Un homme armé d’une kalachnikov, et identifié par des témoins comme étant un partisan du Courant patriotique libre, tire sur des manifestants pacifiques qui tentent de couper la route à Jal el-Dib. La scène, qui s’est déroulée hier dans cette localité située au nord de Beyrouth, avait tout pour rappeler un des nombreux épisodes de la guerre civile.
Mercredi matin, au lendemain de l'interview télévisée de Michel Aoun qui a suscité la colère des protestataires, les tensions entre ces derniers et certains habitants de la région, excédés par les blocages de routes et les pneus brûlés, sont fortes. D'autant plus fortes que suite à l'interview télévisée, lors de laquelle le président a laissé entendre que ceux qui pensaient que l'Etat ne comprenait aucun homme intègre « n'avaient qu'à émigrer », les manifestants ont multiplié les blocages de routes.
A Jal el-Dib, où la contestation s'exprime fortement depuis le 17 octobre, la tension monte d'un cran, hier matin, quand les manifestants sont attaqués par une dizaine d’hommes armés de bâtons, de couteaux, de pierres et de chaînes métalliques. Puis, c'est un homme armé d'une kalachnikov, qui débarque en voiture, sort, et ouvre le feu. Arme à l'horizontal. L'homme a le temps de faire plusieurs blessés, avant d’être arrêté par les Forces de sécurité intérieure.

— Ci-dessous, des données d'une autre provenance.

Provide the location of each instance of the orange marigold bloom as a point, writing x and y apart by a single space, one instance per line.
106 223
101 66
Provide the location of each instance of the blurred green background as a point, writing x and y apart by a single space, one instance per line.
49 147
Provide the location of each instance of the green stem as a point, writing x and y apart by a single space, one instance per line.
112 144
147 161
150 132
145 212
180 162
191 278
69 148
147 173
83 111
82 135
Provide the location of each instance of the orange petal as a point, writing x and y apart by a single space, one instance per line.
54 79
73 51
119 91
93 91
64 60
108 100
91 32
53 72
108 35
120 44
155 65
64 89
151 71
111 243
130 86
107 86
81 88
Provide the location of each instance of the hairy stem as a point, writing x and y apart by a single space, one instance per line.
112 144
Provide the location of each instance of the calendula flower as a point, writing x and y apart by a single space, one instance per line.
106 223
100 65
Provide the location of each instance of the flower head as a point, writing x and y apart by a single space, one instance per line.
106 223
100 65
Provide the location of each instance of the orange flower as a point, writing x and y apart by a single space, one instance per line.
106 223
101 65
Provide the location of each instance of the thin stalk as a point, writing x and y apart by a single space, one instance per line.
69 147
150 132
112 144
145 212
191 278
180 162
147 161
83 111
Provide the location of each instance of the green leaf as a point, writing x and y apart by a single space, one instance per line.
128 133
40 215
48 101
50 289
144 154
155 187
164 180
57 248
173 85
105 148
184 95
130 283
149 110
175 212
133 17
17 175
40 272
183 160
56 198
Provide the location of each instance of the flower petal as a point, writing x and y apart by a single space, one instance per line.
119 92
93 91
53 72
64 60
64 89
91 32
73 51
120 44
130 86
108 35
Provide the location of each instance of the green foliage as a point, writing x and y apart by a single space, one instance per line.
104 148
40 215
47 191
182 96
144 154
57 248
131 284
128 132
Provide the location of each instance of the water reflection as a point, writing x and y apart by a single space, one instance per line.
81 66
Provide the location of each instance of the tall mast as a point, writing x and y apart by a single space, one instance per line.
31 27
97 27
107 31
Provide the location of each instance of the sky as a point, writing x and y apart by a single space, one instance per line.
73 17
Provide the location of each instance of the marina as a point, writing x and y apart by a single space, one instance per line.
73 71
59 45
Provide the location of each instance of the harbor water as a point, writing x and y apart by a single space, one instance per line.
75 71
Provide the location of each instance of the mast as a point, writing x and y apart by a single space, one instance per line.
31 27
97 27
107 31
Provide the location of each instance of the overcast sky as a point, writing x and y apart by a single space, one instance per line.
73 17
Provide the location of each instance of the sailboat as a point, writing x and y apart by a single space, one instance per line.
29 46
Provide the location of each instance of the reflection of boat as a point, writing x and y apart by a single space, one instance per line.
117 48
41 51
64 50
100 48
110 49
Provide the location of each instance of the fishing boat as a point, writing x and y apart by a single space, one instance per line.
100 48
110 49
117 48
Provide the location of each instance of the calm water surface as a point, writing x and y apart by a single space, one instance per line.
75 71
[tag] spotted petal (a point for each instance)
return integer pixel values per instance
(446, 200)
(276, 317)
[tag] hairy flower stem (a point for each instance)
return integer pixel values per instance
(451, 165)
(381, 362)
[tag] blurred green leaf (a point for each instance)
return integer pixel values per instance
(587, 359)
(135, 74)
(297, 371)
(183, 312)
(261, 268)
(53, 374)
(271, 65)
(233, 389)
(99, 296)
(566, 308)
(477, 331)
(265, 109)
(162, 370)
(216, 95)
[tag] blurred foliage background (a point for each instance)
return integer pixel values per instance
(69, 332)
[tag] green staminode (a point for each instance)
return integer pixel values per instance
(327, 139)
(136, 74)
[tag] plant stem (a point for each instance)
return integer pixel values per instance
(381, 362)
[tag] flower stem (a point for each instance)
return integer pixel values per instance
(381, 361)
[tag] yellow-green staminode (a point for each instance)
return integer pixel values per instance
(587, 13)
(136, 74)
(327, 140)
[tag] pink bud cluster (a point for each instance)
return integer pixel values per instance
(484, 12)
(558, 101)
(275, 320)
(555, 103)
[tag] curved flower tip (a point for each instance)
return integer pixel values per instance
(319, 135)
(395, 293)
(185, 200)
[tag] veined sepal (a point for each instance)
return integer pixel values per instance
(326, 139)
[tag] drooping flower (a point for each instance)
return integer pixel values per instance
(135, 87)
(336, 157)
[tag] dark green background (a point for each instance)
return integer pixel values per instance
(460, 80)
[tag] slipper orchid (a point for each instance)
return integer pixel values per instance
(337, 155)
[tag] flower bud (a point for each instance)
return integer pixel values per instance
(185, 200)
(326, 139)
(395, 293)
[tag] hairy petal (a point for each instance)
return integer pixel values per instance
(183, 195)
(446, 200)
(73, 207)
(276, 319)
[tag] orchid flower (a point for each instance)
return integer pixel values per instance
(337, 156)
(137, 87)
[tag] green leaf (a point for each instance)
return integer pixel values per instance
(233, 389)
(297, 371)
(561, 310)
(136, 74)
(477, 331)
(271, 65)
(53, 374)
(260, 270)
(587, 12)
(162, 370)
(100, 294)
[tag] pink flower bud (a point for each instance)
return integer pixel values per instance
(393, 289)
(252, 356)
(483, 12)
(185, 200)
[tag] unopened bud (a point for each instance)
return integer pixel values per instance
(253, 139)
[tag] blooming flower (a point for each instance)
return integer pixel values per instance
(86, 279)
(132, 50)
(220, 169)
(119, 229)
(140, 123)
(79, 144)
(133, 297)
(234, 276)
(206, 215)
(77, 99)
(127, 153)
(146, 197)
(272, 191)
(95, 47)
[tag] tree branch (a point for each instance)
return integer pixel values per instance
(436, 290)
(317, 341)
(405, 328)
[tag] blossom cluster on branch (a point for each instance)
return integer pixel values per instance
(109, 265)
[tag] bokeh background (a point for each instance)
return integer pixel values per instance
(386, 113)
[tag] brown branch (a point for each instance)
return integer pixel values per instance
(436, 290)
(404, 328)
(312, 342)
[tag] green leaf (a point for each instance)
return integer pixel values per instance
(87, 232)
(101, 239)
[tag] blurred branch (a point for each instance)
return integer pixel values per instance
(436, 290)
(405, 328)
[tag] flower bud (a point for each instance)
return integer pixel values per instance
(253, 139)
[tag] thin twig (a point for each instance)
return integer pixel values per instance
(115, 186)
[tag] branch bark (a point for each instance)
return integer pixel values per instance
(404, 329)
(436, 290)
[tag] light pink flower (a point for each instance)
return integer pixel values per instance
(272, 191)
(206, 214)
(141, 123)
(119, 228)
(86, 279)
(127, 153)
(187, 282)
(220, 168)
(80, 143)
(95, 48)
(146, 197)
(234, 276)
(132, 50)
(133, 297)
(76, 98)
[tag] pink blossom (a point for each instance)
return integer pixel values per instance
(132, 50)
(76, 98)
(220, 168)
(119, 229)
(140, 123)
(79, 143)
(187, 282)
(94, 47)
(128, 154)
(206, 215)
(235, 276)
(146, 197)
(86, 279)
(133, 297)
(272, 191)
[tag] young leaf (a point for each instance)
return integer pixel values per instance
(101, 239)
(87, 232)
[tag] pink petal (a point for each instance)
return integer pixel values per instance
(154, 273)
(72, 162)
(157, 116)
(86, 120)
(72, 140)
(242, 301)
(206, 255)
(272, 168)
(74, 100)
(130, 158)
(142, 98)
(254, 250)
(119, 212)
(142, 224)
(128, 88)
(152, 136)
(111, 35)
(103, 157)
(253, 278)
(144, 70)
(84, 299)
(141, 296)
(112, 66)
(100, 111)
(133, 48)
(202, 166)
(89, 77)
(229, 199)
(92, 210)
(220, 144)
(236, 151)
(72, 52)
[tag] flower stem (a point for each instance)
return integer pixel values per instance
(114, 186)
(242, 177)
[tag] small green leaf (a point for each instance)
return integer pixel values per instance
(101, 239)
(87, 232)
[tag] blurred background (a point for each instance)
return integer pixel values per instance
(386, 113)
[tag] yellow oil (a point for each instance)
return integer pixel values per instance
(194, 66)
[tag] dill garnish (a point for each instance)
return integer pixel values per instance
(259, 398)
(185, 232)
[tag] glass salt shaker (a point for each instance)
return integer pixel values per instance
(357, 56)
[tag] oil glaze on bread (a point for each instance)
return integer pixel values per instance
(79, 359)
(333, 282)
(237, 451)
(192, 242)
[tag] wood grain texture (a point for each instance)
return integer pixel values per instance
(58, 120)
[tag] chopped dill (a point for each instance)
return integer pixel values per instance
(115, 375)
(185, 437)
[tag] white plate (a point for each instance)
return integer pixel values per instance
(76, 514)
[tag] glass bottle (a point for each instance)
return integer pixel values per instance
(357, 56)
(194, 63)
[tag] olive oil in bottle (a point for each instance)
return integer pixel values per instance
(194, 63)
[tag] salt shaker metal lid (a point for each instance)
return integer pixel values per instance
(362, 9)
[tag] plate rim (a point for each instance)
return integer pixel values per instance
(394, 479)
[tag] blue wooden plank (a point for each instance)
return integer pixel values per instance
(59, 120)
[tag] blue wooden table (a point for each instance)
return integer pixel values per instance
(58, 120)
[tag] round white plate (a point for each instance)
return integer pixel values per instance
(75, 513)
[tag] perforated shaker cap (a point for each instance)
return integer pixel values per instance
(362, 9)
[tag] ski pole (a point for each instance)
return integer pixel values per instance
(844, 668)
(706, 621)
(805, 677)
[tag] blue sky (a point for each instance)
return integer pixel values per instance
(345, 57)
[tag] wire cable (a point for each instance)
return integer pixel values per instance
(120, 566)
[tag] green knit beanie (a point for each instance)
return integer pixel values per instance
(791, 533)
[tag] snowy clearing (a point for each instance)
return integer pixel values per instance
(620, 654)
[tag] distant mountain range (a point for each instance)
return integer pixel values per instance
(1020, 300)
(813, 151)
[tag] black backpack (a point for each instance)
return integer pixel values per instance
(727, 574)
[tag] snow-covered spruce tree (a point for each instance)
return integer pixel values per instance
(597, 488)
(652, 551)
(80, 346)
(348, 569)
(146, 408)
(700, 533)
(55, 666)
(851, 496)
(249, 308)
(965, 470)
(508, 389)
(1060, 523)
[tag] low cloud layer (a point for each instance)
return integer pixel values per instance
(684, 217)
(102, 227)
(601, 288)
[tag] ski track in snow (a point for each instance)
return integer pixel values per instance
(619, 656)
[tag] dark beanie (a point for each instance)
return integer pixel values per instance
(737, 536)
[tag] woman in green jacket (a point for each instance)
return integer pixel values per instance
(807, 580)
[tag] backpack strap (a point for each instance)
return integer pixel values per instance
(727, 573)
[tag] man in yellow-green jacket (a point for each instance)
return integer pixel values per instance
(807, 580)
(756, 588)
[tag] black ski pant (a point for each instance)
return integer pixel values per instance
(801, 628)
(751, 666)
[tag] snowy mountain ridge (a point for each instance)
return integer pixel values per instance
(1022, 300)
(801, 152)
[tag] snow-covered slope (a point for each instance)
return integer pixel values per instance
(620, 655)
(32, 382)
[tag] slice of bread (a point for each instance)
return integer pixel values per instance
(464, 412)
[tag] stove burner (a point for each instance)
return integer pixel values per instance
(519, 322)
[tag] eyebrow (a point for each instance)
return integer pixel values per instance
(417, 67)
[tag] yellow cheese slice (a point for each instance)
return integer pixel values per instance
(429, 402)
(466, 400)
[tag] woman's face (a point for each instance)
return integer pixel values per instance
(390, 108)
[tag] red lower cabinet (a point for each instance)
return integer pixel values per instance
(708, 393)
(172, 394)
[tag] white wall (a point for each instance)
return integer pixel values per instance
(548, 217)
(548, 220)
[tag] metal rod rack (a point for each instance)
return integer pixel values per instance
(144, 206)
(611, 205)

« Nous avons entendu des tirs, vu des gens du quartier se battre entre eux... Ma génération a revu, aujourd’hui, des images de la guerre. Nous avons peur de cette violence, de ces démons du passé », dit une habitante de Jal el-Dib, qui souhaite garder l’anonymat. Même son de cloche du côté de Ghada, 54 ans, qui dit avoir revécu les horreurs de la guerre. « Ce qui s’est passé m’a ramenée à l’année de mes huit ans. Nos voisins ont été assassinés dans la rue durant la guerre civile. J’ai échappé à la mort ce jour-là », confie cette mère de famille à L’OLJ.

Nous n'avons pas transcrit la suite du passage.